Fascinating research from Microsoft’s Johannes Kopf and Dani Lischinski of The Hebrew University has produced an algorithm that is remarkably good at turning 8-bit pixel art into shaded, smooth vector art, Popular Science reports.
The “depixelizing” algorithm, as detailed in this research paper, has shown a great deal of promise. It’s capable of determining the curve lines from single diagonally connected pixels, and the shading is quite natural and effective.

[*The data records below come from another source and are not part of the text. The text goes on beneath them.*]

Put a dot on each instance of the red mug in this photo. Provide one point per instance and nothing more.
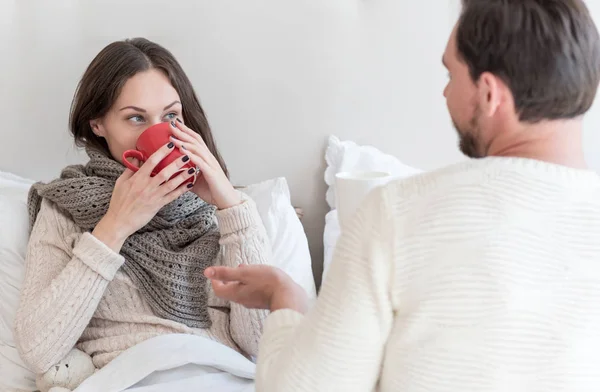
(151, 140)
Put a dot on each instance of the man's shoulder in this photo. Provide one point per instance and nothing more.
(451, 176)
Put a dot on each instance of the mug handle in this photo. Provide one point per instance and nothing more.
(132, 154)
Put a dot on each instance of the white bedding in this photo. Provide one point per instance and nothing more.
(175, 363)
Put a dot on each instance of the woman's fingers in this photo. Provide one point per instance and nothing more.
(174, 183)
(154, 159)
(187, 130)
(197, 160)
(168, 172)
(191, 138)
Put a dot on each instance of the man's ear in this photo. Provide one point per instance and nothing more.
(97, 128)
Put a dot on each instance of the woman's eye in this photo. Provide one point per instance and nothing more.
(136, 118)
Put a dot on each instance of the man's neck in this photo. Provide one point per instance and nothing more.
(559, 142)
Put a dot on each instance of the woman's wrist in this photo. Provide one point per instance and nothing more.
(289, 295)
(110, 233)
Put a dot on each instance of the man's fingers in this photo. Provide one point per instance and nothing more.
(224, 274)
(227, 290)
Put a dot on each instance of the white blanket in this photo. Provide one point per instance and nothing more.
(175, 363)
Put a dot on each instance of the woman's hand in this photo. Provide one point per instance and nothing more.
(212, 184)
(137, 197)
(258, 287)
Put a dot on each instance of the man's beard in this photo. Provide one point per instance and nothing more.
(469, 137)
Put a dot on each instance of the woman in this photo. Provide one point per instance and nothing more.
(117, 257)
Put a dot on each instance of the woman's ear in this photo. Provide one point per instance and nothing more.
(97, 128)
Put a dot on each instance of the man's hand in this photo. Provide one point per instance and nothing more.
(258, 287)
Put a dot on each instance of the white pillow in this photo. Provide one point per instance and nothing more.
(285, 231)
(342, 156)
(349, 156)
(14, 232)
(286, 234)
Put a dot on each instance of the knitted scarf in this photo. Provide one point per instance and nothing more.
(166, 258)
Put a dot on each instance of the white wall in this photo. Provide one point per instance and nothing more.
(276, 77)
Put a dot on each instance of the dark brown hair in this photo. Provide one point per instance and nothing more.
(546, 51)
(104, 78)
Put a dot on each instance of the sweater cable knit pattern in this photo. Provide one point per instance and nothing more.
(166, 259)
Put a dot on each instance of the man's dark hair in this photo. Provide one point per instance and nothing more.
(546, 51)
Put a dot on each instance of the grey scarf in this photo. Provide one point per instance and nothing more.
(166, 258)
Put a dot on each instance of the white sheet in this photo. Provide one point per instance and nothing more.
(175, 363)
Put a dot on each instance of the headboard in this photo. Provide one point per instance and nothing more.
(276, 78)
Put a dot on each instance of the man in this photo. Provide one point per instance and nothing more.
(482, 276)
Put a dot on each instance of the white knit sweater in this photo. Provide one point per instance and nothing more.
(484, 276)
(75, 294)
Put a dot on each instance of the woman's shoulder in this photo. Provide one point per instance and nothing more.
(51, 220)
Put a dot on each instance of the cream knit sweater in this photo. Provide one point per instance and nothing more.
(484, 276)
(75, 295)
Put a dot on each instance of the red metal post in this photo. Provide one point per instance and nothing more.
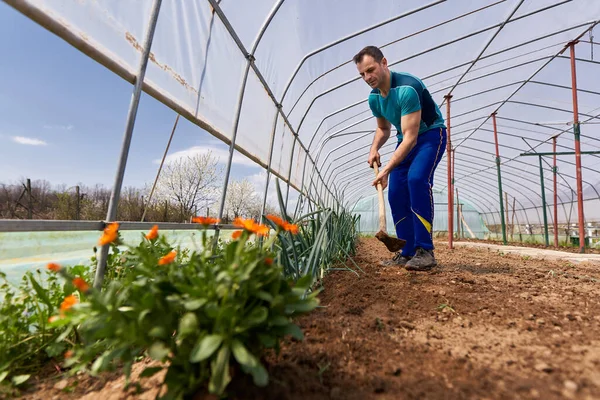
(450, 176)
(554, 171)
(503, 222)
(576, 131)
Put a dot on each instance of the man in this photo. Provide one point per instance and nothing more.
(402, 100)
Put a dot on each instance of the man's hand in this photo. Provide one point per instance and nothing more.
(374, 157)
(382, 178)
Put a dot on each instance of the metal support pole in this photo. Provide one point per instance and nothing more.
(458, 221)
(576, 131)
(262, 209)
(162, 162)
(287, 190)
(29, 200)
(238, 113)
(77, 203)
(503, 222)
(131, 115)
(554, 172)
(544, 202)
(450, 193)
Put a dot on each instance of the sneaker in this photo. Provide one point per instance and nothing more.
(422, 261)
(397, 261)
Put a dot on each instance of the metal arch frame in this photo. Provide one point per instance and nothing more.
(436, 47)
(506, 21)
(325, 159)
(558, 134)
(455, 67)
(591, 26)
(431, 27)
(348, 37)
(485, 183)
(251, 64)
(115, 194)
(472, 156)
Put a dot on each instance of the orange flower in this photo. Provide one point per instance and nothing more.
(81, 284)
(278, 221)
(68, 302)
(205, 220)
(153, 234)
(250, 225)
(53, 267)
(168, 259)
(111, 232)
(293, 229)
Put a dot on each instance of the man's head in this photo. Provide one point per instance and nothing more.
(372, 66)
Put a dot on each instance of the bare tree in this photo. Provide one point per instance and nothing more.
(189, 182)
(242, 199)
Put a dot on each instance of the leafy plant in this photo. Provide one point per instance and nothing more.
(28, 339)
(204, 317)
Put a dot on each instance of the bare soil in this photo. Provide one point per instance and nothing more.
(479, 326)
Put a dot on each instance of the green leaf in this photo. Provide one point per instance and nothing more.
(150, 371)
(219, 378)
(305, 282)
(158, 351)
(41, 292)
(267, 340)
(205, 347)
(192, 305)
(259, 375)
(242, 355)
(294, 331)
(143, 315)
(20, 379)
(55, 349)
(158, 332)
(279, 320)
(188, 324)
(257, 316)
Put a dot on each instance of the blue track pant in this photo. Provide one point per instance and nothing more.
(410, 191)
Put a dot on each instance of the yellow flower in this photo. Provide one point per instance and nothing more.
(205, 220)
(251, 226)
(153, 233)
(81, 284)
(167, 259)
(68, 302)
(111, 233)
(53, 267)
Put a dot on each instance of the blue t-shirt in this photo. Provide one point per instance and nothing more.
(407, 95)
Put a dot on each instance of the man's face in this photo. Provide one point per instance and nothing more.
(371, 71)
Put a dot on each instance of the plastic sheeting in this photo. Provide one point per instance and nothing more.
(498, 56)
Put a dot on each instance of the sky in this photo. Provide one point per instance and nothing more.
(62, 117)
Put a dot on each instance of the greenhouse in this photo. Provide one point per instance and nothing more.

Here’s one image from the report with the algorithm’s output on top and the original pixel art at the bottom:
There are problems that prevent this algorithm being used wholesale to update older Nintendo games and their contemporaries. It always smooths images out in a curvaceous manner, giving even the dastardly Space Invaders a Hello Kitty appeal. Perhaps with a similar algorithm that outputs sharper vectors, nostalgists can make conversions on a sprite-by-sprite basis.















This is GREAT news..I just hope it can be used with old pokemon games.
This is HORRIBLE news..I just hope it dosent work with old pokemon games.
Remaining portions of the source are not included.